Kleiner Exkurs: Ich sage immer noch „Mann über Bord“. Tut mir leid. Das war so als ich meinen ersten Segelschein gemacht habe. Für diejenigen, die jetzt sagen es Fallen auch Frauen und Kinder von Bord, sogar Hunde und Katzen. JA, ich weiß. Also ich werde niemals von „Mensch, Tier oder Insekt über Bord“ sprechen. „Mann“ hat in diesem Fall kein Geschlecht, ist auch kein Tier – sondern hat ein lebensbedrohliches Problem. Das sollte man den Neutralitätsbesserwissern und Geschlechtsneurotikern  umbedingt mal mitteilen. Es geht nicht um das diskriminieren von Frauen oder Tieren, sondern ums überleben. 

… anlegen an der Boje, römisch-katholisch und mit dem Heck zur Pier unter Mooring. Außerdem Ankern. Jedes Manöver hat seine eigene Spezialität. Was ich aber echt nicht mag sind unsinnig aufheulende Maschinen und planlose Manöver, dazu völlig dämliche Anweisungen an die Besatzung, die man über Meilen hören kann. Weder im Hafen noch sonst irgendwo.  Mike mußte leider auf das Bugstrahlruder verzichten, die meisten Manöver gehen auch ohne. Ich ließ ihn das Schiff rückwärts durch den gesamten Hafen in Rogoznica steuern (hat bestimmt lustig ausgesehen), auf engsten Raum wenden. Er hatte die Gelegenheit zu lernen wie man planvoll mit dem Rad-Effekt der Schraube umgeht und wie einem der Wind im Hafen helfen kann.

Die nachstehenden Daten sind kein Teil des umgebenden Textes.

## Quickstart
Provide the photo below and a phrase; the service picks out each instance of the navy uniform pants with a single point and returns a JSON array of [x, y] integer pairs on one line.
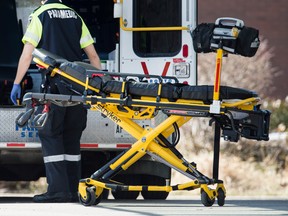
[[60, 139]]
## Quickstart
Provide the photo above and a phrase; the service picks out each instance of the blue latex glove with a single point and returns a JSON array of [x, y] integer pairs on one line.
[[15, 93]]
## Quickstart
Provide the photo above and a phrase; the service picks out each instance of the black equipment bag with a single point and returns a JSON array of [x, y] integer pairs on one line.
[[201, 36], [235, 39], [78, 71], [247, 42]]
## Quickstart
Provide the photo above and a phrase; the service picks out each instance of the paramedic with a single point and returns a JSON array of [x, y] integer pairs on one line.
[[60, 30]]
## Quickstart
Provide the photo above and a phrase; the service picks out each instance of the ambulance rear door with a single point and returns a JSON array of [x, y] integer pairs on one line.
[[155, 38]]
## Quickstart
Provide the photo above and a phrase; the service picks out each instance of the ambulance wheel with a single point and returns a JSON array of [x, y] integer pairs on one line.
[[221, 197], [205, 199]]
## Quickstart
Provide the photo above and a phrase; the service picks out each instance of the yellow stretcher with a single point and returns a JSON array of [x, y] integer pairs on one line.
[[235, 112]]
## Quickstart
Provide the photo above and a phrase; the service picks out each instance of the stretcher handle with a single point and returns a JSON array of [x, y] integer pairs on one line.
[[92, 73]]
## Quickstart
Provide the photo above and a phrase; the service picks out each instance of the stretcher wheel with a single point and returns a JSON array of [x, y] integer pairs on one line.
[[221, 197], [91, 198], [205, 199]]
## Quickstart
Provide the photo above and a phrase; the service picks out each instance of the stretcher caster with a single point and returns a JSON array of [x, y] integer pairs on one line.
[[221, 197], [90, 197], [120, 195], [205, 199]]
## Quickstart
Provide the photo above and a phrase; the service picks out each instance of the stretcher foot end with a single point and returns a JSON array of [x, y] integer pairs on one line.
[[221, 194]]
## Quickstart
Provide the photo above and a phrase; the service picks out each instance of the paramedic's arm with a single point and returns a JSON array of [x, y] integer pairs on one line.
[[93, 56], [24, 62]]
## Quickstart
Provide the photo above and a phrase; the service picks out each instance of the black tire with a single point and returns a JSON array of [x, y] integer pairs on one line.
[[205, 199], [221, 197], [91, 197], [154, 180]]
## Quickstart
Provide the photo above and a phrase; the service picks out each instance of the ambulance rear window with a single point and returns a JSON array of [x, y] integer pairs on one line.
[[160, 13]]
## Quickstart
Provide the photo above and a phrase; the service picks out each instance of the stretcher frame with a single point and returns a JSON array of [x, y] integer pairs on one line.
[[152, 141]]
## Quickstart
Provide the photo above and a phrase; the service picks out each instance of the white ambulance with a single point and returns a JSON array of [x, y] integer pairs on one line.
[[150, 37]]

Ich habe das gemacht was ein Segellehrer nunmal macht. Ich habe daneben gestanden, Hinweise und Empfehlungen gegeben. Alle Manöver sind einfach und ohne Stress durchführbar. Nur ein oder zwei mal habe ich eingegriffen und an der Tankstelle kam ihm der Grund (eine Hand breit reicht nicht immer) zu nahe und es war sehr sehr eng.

Die Bavaria ist nicht besonders schnell. Es gibt in ihrer Klasse schneller Schiffe. Aber sie liegt gut auf ihrem Ruder und reagiert sehr schnell. Das liegt am tiefliegenden Ruder. Wie sie auf starke Krängung reagiert konnte ich nicht probieren. Sie hat eine relativ geringe Abdrift und ist nur wenig empfindlich auf Seitenwind. Im Hafen ist das ein echter Vorteil. Das Bugstrahlruder ist ein guter Helfer im Hafen wenn es dann doch mal nicht ganz reicht. Brauch man eigentlich aber nicht.

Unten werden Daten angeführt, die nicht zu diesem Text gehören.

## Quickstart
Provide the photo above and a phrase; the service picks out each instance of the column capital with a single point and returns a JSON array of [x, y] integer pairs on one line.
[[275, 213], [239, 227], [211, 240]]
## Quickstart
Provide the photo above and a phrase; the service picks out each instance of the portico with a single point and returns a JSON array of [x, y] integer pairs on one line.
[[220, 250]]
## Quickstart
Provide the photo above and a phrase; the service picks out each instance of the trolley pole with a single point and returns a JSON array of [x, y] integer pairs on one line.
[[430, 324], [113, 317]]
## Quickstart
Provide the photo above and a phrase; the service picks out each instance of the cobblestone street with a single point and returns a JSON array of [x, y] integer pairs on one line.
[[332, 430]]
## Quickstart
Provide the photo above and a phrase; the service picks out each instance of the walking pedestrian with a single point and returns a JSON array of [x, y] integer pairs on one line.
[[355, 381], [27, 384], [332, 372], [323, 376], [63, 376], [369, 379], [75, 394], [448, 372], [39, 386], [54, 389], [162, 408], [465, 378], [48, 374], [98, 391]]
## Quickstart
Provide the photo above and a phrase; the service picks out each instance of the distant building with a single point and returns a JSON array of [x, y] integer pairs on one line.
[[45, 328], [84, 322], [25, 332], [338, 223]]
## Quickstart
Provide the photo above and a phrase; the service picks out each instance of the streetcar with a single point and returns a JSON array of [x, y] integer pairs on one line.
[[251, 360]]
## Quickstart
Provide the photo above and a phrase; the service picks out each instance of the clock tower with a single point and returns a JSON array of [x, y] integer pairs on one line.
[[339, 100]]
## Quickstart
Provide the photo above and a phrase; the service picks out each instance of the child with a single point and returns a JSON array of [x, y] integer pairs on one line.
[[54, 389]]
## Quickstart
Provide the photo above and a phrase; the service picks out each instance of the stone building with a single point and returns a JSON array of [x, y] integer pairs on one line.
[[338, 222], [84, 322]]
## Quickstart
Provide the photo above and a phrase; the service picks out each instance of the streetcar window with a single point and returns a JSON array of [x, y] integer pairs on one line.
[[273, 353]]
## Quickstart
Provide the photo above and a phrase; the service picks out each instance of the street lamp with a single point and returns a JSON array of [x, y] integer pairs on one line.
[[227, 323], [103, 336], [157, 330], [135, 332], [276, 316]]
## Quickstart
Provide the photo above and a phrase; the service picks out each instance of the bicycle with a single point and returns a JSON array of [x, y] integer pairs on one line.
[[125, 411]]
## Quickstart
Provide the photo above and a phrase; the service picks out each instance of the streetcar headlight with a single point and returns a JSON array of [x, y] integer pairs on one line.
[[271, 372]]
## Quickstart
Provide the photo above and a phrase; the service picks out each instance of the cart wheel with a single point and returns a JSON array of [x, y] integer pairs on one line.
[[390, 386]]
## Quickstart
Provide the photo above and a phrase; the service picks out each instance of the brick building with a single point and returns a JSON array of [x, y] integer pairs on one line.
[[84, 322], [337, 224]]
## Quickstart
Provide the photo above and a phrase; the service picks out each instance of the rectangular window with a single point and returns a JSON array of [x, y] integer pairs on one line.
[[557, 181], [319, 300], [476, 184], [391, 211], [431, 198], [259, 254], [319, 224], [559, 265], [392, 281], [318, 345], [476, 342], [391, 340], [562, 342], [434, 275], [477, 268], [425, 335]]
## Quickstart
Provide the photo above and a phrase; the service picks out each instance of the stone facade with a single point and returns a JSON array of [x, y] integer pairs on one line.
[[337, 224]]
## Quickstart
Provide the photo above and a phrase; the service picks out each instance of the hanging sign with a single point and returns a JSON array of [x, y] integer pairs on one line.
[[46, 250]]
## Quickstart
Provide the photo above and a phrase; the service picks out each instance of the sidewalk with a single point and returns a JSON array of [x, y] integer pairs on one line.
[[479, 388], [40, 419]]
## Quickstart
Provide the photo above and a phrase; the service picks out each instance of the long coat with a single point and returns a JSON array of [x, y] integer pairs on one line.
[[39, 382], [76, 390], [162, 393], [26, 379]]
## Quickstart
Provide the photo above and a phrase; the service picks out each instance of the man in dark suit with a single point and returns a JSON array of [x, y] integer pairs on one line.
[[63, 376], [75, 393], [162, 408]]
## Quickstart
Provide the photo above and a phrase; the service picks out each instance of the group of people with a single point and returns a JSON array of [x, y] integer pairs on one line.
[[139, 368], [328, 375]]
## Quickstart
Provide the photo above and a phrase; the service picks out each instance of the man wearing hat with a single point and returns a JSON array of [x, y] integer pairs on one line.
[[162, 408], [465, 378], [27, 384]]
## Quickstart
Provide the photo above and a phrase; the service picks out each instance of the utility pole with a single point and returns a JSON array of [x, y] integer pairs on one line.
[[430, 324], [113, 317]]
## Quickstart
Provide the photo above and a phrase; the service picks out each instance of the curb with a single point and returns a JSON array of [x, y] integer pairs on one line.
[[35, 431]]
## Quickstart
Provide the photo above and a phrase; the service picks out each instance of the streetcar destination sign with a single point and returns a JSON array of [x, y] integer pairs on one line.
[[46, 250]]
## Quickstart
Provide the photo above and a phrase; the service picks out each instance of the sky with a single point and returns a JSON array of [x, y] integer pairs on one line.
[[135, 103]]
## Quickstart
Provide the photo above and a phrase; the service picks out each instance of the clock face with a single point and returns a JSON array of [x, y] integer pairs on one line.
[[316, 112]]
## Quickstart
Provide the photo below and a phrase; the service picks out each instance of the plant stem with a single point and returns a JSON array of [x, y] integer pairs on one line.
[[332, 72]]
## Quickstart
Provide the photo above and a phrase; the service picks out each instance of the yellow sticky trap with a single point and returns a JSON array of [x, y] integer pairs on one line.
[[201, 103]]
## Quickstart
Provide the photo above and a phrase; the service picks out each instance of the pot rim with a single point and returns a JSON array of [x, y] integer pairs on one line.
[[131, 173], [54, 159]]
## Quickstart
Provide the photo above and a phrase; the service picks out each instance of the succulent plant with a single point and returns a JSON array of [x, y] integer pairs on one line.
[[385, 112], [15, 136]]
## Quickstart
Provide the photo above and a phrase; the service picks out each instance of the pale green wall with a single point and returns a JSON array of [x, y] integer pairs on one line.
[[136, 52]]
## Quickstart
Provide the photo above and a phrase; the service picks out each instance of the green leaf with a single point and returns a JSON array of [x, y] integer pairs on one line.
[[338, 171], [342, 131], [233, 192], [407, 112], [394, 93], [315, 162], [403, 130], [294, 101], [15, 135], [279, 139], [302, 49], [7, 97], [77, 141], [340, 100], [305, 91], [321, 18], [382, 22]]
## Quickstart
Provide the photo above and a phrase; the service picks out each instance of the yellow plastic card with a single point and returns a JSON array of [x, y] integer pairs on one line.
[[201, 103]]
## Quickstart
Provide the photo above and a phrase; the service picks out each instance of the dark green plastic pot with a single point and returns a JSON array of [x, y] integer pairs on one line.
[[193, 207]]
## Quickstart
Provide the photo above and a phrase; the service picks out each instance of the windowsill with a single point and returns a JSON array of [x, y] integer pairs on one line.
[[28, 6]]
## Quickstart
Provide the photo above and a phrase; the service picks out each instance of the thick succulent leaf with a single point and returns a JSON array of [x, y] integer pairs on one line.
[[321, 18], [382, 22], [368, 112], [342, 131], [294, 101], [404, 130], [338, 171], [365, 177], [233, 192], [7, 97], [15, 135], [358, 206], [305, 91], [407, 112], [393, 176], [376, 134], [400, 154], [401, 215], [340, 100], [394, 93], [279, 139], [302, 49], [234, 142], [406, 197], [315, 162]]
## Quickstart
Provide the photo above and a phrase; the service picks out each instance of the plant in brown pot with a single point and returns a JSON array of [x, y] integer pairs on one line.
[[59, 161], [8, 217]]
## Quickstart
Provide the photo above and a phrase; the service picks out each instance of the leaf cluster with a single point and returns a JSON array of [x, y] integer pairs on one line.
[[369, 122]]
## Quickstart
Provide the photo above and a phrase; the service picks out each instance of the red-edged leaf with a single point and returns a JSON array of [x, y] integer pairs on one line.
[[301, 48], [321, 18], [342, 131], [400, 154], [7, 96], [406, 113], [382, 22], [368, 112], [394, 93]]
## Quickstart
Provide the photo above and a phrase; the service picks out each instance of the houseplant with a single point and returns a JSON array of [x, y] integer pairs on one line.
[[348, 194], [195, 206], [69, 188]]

Bavaria 37 Cruiser – mein Fazit

Und was denke ich insgesamt die Bavaria 37. Sie ist ein leicht zu bedienendes Schiff. Perfekt für Segelausbildung und Anfänger oder Skipper mit überschaubarer Erfahrung. So war es eben auch möglich mit einem Segelnovizen Einhandwenden und -halsen zu üben.

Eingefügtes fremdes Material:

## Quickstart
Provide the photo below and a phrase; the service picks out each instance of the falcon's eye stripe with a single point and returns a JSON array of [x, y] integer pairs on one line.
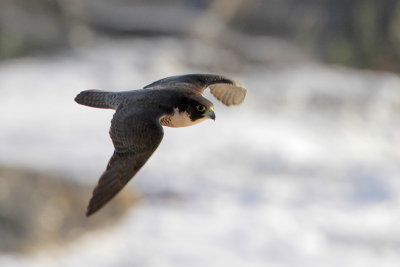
[[201, 108]]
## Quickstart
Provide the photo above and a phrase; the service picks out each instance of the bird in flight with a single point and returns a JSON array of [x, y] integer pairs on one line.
[[136, 127]]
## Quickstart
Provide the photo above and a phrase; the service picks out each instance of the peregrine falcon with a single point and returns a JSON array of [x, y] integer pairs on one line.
[[136, 127]]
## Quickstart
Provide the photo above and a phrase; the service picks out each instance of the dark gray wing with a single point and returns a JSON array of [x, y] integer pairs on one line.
[[225, 90], [136, 134]]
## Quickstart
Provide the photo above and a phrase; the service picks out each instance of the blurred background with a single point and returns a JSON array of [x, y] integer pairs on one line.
[[304, 173]]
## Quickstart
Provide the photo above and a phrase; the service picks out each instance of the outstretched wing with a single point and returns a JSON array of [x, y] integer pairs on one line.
[[225, 90], [136, 135]]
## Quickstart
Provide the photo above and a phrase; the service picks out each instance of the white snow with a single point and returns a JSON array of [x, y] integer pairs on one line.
[[304, 173]]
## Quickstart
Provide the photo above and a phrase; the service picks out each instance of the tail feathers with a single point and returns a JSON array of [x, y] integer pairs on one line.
[[97, 99]]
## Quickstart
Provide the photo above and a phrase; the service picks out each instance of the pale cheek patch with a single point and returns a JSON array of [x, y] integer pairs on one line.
[[179, 119]]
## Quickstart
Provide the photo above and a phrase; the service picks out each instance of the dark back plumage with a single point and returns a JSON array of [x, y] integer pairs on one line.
[[136, 130]]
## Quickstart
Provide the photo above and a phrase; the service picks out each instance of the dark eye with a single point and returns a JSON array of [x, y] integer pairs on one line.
[[201, 108]]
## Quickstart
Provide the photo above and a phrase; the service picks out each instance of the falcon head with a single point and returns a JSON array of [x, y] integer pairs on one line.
[[200, 109]]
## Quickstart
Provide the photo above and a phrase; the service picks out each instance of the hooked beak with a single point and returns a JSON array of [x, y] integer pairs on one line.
[[210, 113]]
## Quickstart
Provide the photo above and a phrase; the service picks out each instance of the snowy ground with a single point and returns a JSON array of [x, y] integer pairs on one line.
[[304, 173]]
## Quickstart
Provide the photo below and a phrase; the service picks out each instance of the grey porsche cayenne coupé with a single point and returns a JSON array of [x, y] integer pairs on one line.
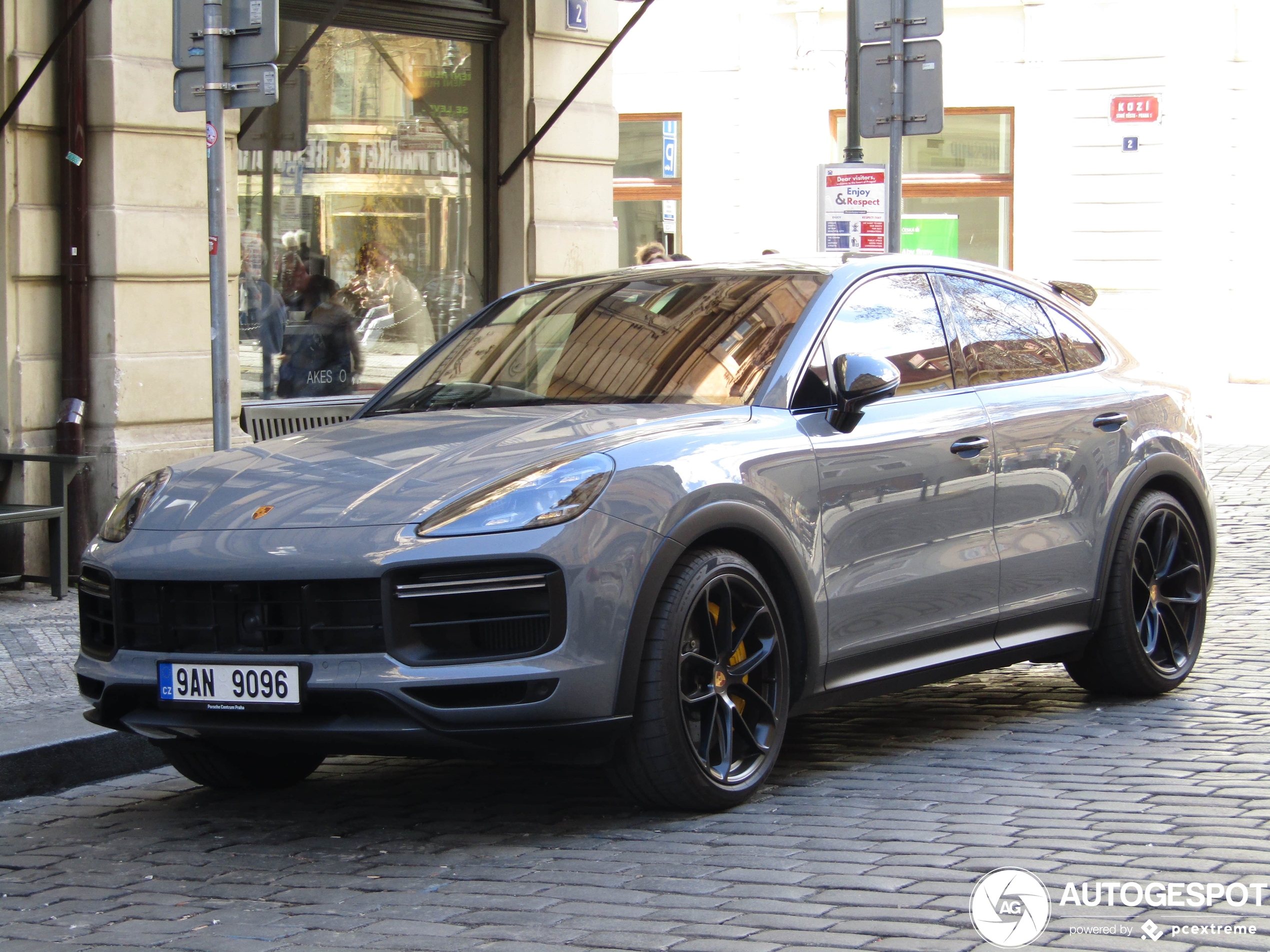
[[643, 518]]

Ich hätte das eine oder andere auf dem Schiff anders gemacht, andere Elektronik anders verbaut. Mein Schiff hätte ein rollengelagertes Lattengroß mit 2-fach Einleinenreff im Cockpit. Ich bin kein Fan der reinen Slooptackelung, mag ein gutes Bugspriet mit weiteren Anschlagpunkten. Aber das ist eine andere Geschichte.

Bavaria muss ihre Flotte modernisieren wenn sie nicht den Anschluss an die direkten Mitbewerber verlieren möchte. Ob es noch dazu kommt  hängt sicher davon ab ob ein neuer Investor gefunden wird. Bavaria muss genau darüber nachdenken ob man wirklich in die Luxusklasse segeln muss. Aus meiner Sicht sollte Bavaria lieber gute robuste Schiffe für einen breiten Markt bauen. Achtung Jeanneau, Beneteau, Dehler und Hanse segeln der Bavaria davon.